The UPCI has a large number of investigations that involve biological therapeutics, anti-angiogenesis therapies, drug pharmacokinetic studies, MRS of breast cancer, and earlier biochemical markers of the transformed phenotype. The custom MRI methods may lead to quicker noninvasive strategies for diagnosing and staging primary or metastatic tumors and better monitoring of tumor responses to therapeutic protocols or standard treatments.
MRI Consultation Services
Most UPCI investigators lack exposure to and experience with MRI. To provide researchers with important awareness of the full capabilities of MRI, and to better identify the MRI/MRS methods that best fit their needs, the IVIF provides one-on-one consultative services.

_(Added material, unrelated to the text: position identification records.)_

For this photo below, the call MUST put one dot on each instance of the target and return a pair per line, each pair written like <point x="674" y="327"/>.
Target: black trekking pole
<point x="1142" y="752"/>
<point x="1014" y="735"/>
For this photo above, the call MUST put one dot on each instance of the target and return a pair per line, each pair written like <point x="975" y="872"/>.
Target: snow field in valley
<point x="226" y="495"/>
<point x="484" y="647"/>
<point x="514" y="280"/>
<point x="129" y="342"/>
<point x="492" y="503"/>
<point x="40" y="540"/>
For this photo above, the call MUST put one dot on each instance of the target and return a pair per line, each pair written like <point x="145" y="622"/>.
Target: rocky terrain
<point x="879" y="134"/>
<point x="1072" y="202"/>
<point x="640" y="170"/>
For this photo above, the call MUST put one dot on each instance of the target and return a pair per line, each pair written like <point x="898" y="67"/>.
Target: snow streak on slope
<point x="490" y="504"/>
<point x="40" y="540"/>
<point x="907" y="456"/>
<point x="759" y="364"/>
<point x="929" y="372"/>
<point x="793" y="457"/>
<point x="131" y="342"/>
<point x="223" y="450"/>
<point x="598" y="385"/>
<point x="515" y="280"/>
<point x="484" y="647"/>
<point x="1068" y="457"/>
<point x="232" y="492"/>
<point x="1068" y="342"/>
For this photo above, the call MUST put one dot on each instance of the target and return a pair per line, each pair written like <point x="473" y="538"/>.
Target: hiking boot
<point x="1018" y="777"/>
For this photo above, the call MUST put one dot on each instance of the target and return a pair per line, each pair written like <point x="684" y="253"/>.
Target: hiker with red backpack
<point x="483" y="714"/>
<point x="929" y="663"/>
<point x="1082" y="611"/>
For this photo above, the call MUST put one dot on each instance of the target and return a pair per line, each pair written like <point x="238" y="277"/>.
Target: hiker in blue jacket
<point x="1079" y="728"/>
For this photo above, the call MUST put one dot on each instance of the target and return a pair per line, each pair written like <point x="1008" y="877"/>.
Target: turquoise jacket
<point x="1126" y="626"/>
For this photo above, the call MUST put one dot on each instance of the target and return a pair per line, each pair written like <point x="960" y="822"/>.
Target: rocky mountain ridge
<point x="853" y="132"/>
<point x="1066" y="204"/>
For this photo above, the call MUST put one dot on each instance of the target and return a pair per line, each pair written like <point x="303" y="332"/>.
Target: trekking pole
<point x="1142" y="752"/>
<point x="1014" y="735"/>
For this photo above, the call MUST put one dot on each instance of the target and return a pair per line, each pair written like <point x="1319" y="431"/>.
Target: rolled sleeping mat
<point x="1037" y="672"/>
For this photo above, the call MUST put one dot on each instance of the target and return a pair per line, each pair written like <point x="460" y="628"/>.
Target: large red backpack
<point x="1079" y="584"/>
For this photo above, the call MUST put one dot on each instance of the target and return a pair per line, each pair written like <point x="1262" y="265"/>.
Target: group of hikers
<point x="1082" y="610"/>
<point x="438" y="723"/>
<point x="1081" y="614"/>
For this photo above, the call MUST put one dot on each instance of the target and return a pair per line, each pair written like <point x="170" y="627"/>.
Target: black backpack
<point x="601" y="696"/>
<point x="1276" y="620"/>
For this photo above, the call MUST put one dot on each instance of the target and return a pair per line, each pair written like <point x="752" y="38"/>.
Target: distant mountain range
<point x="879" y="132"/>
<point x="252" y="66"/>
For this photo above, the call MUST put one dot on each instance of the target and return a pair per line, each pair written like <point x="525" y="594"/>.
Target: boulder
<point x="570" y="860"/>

Interested UPCI animal researchers should first contact Dr. Erik Wiener to discuss their research objectives and long term goals. Dr. Wiener will bring these needs to the attention of a joint MRI-PET internal advisory committee, and the group will discuss and identify the appropriate modality or modalities. The appropriate MRI expert will then meet with the UPCI investigator and Dr. Wiener to discuss the specifics of the tumor models and the implementation of the particular MRI methods that meet those objectives.
The development of MRI contrast agents and multimodal platforms, which are utilized as biomarker assessment tools for preclinical research, continues to grow with custom synthesis providing a significant contribution to UPCI members. The Hillman Cancer Center houses a 7T ClinScan small animal clinical magnet, which has the same clinical operating system and research agreement that is installed on the Human 3 and 7T magnets housed in the Magnetic Resonance Research Center (MRRC) to facilitate translation of new biomarkers. This 7T imaging system enables the use of novel, ultra-short echo time (TE) protocols, including twisted planer imaging (TPI) and spiral acquisition methods. In addition to enabling rapid imaging of systems with extremely short T2s, bone and lung tissues, these techniques also enable Na and Rb imaging. Intracellular Na is a marker of cell division, like KI67, and Rb is a K surrogate. There are only a few groups in the world capable of imaging Rb.